What are some of the most important energy conservation measures that should be designed into our commercial and residential buildings? Here's a list of the more cost-effective measures.

• Better insulation of buildings and homes, including floor, window and ceiling insulation.

• Plugging the leaks, especially in homes, so that heated or cooled air doesn't escape before it's used.

• Better glazing, including double-pane, "low-e" coated glass for all buildings.

• More efficient air-conditioning systems, with higher SEER (Seasonal Energy Efficiency Ratio) ratings, along with radiant cooling systems.

• Waste-heat recovery systems from exhaust air.

• Natural ventilation and operable windows to allow nature to provide heating and cooling.

• Improved lighting technologies and greater use of daylighting and LEDs.
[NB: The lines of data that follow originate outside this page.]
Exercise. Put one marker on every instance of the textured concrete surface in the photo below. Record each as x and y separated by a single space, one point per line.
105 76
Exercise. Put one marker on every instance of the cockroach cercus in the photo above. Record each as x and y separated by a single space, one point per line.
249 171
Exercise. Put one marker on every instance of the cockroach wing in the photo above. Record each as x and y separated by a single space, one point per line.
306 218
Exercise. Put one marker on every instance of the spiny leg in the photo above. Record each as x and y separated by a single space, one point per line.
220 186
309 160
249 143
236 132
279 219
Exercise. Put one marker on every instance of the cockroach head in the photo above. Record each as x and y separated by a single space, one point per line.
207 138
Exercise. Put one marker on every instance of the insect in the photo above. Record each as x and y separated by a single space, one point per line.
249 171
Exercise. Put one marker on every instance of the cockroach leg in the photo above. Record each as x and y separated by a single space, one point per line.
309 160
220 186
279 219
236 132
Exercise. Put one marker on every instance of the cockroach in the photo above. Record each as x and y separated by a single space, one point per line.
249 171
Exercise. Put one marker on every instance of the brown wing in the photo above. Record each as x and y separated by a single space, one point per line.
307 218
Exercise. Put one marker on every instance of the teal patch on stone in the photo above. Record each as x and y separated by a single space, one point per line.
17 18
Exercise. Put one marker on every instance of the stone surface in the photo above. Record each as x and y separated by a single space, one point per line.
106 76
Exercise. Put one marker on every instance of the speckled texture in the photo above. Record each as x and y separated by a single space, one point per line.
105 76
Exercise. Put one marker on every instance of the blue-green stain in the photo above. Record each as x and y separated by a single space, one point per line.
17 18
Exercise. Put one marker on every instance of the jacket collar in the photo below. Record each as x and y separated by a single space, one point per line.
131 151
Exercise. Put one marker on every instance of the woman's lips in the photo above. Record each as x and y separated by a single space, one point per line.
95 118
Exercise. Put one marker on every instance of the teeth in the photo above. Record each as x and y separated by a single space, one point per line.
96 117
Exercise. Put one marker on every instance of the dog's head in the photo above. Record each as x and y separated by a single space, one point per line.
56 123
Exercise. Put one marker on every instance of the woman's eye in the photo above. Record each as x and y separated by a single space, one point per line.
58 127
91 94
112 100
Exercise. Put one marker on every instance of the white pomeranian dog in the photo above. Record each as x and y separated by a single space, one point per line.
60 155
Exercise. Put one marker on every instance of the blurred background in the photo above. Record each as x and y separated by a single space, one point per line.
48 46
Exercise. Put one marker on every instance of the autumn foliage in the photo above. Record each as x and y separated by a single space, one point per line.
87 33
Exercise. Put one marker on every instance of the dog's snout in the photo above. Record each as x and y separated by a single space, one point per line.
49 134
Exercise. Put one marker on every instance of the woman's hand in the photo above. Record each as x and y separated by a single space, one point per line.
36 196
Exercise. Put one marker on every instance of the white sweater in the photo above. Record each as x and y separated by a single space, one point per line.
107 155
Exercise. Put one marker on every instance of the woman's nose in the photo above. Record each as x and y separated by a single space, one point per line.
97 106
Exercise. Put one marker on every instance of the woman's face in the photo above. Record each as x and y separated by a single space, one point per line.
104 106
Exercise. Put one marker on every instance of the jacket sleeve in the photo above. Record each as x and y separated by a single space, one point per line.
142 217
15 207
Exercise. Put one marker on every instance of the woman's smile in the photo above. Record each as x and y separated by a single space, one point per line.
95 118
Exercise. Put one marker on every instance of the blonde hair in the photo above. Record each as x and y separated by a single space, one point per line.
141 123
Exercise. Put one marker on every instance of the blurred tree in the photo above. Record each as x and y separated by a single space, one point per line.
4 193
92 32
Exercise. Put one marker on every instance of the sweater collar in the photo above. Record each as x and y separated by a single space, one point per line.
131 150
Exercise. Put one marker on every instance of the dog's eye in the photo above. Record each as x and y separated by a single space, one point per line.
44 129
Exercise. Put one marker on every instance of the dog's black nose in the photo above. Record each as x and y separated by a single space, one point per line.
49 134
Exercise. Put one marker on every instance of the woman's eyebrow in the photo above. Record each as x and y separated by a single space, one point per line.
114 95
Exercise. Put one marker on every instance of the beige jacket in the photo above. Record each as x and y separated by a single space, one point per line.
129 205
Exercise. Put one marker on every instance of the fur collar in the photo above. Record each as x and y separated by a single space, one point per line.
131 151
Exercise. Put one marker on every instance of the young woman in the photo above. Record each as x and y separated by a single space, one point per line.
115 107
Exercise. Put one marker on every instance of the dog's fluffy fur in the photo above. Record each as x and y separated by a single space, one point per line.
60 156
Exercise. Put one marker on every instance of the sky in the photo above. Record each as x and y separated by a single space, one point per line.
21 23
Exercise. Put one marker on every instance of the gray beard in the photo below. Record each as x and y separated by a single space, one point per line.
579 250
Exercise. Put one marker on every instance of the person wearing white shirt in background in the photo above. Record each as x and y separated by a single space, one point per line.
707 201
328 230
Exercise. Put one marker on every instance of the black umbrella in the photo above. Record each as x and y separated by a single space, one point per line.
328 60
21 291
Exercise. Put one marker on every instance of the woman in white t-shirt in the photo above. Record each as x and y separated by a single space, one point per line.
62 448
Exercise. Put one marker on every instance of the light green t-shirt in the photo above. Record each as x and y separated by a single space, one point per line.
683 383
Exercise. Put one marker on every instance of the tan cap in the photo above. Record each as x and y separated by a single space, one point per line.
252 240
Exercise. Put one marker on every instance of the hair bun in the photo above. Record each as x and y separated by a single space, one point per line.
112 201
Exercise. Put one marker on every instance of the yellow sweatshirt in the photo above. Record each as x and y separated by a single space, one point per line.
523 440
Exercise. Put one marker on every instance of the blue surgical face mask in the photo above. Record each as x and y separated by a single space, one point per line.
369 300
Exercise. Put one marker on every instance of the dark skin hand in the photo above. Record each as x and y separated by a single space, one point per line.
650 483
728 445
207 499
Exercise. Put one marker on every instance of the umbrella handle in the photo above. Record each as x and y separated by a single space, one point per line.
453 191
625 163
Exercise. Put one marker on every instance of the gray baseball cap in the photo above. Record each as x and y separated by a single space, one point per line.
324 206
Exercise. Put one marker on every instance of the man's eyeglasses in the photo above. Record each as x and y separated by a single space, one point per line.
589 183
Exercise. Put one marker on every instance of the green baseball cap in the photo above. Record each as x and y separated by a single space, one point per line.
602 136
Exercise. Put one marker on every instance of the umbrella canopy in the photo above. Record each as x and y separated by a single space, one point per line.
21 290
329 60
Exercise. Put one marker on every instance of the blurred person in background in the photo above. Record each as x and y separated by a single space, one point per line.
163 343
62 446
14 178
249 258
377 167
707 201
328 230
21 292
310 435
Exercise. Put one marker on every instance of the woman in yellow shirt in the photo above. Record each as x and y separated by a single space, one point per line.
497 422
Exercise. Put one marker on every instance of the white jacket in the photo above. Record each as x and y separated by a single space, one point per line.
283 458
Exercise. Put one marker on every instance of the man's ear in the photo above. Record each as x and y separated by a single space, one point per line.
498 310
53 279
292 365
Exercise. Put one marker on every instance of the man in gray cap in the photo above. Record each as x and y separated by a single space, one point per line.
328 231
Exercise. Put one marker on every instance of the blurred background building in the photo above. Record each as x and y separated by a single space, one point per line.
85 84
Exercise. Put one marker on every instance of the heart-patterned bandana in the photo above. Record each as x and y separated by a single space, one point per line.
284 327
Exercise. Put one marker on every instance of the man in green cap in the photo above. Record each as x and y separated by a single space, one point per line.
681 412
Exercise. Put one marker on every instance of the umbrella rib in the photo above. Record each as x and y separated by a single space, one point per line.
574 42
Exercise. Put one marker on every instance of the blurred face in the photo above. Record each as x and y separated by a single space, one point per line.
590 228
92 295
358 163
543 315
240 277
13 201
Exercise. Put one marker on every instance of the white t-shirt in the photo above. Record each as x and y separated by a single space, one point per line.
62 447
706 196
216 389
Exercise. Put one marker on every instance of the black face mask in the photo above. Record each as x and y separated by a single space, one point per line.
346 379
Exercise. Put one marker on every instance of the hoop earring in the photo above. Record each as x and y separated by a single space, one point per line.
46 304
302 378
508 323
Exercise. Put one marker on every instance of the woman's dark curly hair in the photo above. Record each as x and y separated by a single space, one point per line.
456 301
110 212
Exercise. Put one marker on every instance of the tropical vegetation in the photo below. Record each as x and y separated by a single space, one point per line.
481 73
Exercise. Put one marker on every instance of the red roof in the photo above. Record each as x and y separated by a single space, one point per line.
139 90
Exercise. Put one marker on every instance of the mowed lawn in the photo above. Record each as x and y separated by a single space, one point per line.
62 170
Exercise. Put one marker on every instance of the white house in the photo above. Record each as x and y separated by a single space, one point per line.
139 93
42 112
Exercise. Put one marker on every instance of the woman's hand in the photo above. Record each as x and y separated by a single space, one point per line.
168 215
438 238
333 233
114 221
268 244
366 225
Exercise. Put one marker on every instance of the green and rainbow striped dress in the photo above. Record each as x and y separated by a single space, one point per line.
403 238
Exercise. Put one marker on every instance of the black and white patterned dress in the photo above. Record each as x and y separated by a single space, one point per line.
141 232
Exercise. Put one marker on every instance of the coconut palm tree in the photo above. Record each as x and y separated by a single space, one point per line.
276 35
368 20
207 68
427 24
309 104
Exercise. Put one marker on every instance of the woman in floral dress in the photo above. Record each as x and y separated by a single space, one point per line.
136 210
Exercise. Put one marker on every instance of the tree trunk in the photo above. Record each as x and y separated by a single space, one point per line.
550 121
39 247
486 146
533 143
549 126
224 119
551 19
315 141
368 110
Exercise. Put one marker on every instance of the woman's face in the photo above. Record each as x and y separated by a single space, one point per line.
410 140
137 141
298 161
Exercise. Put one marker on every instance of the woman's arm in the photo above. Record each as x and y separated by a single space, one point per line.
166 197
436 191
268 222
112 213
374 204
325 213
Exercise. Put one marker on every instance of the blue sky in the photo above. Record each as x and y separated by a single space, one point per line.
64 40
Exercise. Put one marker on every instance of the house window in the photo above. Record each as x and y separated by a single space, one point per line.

• Higher-efficiency boilers and radiant heating systems, including tank-less water heaters.

• Better methods to control moisture in buildings, to allow comfort with less cooling energy.

• Reducing losses of conditioned air with better duct sealing techniques.

• Ground-coupled heat pumps (geothermal heating systems) that reduce whole-building energy consumption by 30%.

• Rightsizing (downsizing) of HVAC systems so that they operate more efficiently.

• High-efficiency condensing boilers for water heating and tankless water heaters that supply hot water at point of use, only on demand, reducing losses through gas flues.

• Distributed energy systems that allow for far greater total energy-use efficiencies.

• Changes in building codes to require more stringent minimum energy-efficiency levels.

• Reducing the required size of building ventilation fans through a variety of techniques.

• Premium-efficiency motors with variable-speed drives to better match input energy with loads.

• Water conservation measures to reduce energy use for water heating.

• Carbon dioxide sensors to control ventilation levels based on occupancy avoid wasting energy.

• Occupancy sensors to turn off lights and HVAC systems when spaces are not in use.